石巻市大川小津波事故を巡り、市教委と学校の組織的な過失を認めた仙台高裁判決が確定して1年。責任の所在が「組織そのものにある」と認めた判決は、各方面に波紋を広げている。

 栃木県那須町の那須温泉ファミリースキー場周辺の国有林で2017年3月27日、登山講習会に参加した県立大田原高山岳部の生徒7人と教員1人が雪崩に巻き込まれて死亡した。

 遺族が県や校長らに謝罪と損害賠償を求めた民事調停が今年7月、宇都宮簡裁で始まった。

 県教委と高校には、安全管理を怠った組織的過失がある-。主張の一部で弁護団が参考にしたのは、大川小訴訟の確定判決だった。

 遺族代理人の原田敬三弁護士(76)は「大川小確定判決は、行政の組織的過失を認めた点が画期的だ。学校災害の訴訟などで広く普及してしかるべき判決だ」と評価する。

 県教委には雪崩事故の危険を防ぎ、事故に適切に対処できる管理運営体制を整える義務が、高校には事故防止のマニュアルを作る責任があった-。学校保健安全法を根拠に据えた調停申立書の論点は、まさに大川小訴訟での原告の主張と重なる。

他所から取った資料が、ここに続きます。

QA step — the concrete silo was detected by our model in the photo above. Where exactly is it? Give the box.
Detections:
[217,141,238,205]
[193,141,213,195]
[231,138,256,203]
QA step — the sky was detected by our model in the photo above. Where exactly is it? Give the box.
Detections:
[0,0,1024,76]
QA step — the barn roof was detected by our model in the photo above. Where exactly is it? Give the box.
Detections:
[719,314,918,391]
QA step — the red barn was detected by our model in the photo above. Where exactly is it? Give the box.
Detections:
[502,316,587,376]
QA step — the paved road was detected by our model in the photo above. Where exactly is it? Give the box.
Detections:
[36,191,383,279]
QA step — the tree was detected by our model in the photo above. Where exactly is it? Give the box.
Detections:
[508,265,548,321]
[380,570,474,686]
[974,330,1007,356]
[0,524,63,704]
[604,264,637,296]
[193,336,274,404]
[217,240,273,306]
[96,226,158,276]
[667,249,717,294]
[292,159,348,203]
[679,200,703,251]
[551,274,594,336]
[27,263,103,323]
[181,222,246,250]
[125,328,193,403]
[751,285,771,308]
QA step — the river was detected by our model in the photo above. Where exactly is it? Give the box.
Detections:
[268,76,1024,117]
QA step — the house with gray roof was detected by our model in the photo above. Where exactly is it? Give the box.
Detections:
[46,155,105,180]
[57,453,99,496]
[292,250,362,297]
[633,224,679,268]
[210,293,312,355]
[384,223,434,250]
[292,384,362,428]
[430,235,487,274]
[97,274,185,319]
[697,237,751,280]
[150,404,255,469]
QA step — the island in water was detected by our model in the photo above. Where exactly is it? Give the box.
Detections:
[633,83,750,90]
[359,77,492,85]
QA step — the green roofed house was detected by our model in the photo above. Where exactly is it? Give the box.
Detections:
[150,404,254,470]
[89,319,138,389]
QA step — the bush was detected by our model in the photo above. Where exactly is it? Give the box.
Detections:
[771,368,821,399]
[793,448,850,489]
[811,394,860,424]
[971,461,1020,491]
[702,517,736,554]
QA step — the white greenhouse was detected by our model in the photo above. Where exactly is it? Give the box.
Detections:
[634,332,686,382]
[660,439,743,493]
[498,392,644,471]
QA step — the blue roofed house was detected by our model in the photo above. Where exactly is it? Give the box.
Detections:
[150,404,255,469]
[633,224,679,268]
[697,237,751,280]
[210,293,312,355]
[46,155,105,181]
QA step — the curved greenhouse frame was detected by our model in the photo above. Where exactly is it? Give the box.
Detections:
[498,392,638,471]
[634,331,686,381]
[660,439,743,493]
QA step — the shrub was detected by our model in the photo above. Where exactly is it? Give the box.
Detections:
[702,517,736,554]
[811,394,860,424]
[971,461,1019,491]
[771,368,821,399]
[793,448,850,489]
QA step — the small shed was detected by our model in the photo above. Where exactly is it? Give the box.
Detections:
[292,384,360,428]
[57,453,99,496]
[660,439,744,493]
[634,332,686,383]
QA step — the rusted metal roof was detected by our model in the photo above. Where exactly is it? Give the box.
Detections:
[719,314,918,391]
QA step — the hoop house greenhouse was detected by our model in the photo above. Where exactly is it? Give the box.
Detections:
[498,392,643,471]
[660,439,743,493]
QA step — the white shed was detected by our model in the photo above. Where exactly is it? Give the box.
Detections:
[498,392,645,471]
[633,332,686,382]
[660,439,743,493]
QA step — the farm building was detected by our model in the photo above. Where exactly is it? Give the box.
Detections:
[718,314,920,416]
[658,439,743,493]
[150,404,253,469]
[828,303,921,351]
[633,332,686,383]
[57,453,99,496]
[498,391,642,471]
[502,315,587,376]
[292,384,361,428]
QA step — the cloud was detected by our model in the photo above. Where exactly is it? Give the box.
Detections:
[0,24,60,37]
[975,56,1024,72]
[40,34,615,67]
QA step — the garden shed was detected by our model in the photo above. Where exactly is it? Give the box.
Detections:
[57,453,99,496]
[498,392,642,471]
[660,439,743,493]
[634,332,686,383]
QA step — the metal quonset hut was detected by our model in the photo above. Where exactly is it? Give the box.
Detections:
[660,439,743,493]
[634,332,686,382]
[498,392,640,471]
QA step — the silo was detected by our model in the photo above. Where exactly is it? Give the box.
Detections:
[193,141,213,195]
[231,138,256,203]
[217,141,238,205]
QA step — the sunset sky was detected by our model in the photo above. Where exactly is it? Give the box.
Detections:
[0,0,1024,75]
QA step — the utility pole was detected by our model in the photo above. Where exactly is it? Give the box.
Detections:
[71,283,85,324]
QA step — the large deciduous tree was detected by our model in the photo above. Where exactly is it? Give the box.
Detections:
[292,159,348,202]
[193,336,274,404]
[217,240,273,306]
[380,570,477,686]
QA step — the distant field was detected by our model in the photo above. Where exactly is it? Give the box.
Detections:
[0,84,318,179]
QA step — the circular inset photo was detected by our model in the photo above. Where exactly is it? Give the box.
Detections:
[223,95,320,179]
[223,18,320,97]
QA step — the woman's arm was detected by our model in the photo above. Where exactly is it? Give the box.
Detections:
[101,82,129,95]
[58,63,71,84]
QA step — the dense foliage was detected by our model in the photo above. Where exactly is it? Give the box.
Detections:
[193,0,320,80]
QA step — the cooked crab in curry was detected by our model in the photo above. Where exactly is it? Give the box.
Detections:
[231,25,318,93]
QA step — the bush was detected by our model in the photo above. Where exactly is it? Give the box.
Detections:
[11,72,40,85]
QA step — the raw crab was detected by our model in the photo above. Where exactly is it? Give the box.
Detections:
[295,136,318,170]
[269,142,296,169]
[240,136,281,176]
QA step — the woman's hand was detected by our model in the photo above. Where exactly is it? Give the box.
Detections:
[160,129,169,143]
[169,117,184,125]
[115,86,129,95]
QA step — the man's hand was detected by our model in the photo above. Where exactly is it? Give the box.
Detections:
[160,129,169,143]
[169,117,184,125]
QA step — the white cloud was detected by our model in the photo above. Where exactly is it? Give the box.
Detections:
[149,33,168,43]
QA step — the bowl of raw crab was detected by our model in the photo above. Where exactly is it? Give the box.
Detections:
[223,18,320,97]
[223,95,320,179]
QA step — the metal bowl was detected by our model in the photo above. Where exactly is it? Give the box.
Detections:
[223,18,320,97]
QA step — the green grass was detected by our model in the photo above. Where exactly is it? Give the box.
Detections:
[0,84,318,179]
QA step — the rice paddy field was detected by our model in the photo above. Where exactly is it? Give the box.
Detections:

 大川小訴訟の仙台高裁判決は、児童の安全確保は「公教育制度に不可欠の前提」であり「根源的な義務」と強調。学校保健安全法を論拠に学校と市教委が組織で負う安全確保義務を初めて定義した。その上で地域の実情を踏まえたマニュアル整備などを怠ったとして、学校や市教委の組織的な過失を認めた。

 一方、一審の仙台地裁判決は、襲来直前の「7分前」に津波を予見でき、避難の判断を誤ったとして、現場にいた教員だけに責めを負わせた。現場か組織か-。焦点は対照的だ。

 原告代理人だった吉岡和弘弁護士(72)は「社会の分業化が進む中、大川小確定判決は指揮部門も含めた責任追及に役立つ」と期待する。

 広島県北広島町の元小学校教諭の女性が、流産したのは校長に責任があるとして17年11月、町に損害賠償を求めた訴訟も、大川小確定判決を基に町側に組織的過失があると主張した。

 女性側は、町教委が人手不足や業務過多の状態を放置し、休暇を取りづらい環境をつくったと指摘。町教委の担当者や他の教職員が、母体の安全を守る義務を怠ったと訴えた。

 今年6月の広島地裁判決は校長が注意義務に違反したと認めたものの、勤務実態と流産との因果関係を否定し、原告の請求を退けた。

 原告代理人の風呂橋誠弁護士(57)は「校長が代わっても同じ事故は起こり得る。大川小確定判決のように組織の過失が認められれば、問題の本質に迫り、組織が顧みる契機になる」と訴える。

 航空機や列車事故などに詳しいノンフィクション作家の柳田邦男さん(84)は「現場だけの責任追及では再発防止につながらないという『組織事故論』は1990年代以降、世界の航空界で主軸になったが、国内の司法界に導入された意義は大きい」と指摘する。

 さらに「学校に限らず企業や福祉施設などあらゆる組織が判決を自らに置き換え、防災を見直す意識を持てるかどうかが問われる」と語る。